MESMERISM. The name of the process by which, towards the end of the eighteenth century, Franz Mesmer (q.v.), promulgator of the doctrine of animal magnetism, induced the so-called mesmeric trance or sleep. Since Mesmer's day the subject has been transferred from the domain of charlatanism to that of scientific research. The mesmeric trance is identical with the condition known today as induced somnambulism, or hypnotism, or the hypnotic state; it has presented to the observer many highly interesting phenomena. In persons who are favorably disposed for passing into the hypnotic state the condition is easily induced by weak, long-continued, and uniform stimulation of the nerves either of sight, of touch, or of hearing. This state is, on the contrary, almost always easily capable of being brought to a close by some strong or suddenly varying stimulation of the same nerves.

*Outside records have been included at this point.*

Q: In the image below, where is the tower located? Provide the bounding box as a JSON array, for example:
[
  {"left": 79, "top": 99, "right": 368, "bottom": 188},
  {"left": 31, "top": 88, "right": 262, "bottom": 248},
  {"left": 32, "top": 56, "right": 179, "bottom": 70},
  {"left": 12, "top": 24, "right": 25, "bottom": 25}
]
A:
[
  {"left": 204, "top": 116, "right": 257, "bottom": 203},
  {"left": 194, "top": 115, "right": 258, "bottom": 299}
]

The scientific study of the phenomena presented by hypnotized persons is of great interest and has a definite though very limited sphere of usefulness in the cure of mental and functional disorders. Actual harm may result from the practice of hypnotism upon some nervous and impressionable persons. Moreover, the number of those susceptible to its influence is so small that its general use is impossible. For obvious reasons, women should never be hypnotized without reliable witnesses, and the public use of hypnotism can only appeal to the morbid. Hypnotism tends to destroy self-reliance and to make patients imaginative, weak-minded, and neurasthenic. Suggestion (q.v.) is a mighty aid to the physician, and without producing hypnosis, positive and intelligent assertion can accomplish all that is likely to be done by hypnotism short of the somnambulistic stage. A fair realization of the part suggestion plays in therapeutics is one of the recent achievements of the most progressive medical minds. See Hypnotism; Mental Science; Psychotherapy; Somnambulism; Spiritualism; Suggestion.
The New International Encyclopaedia, Vol. XV (New York: Dodd, Mead & Co., 1920) 457.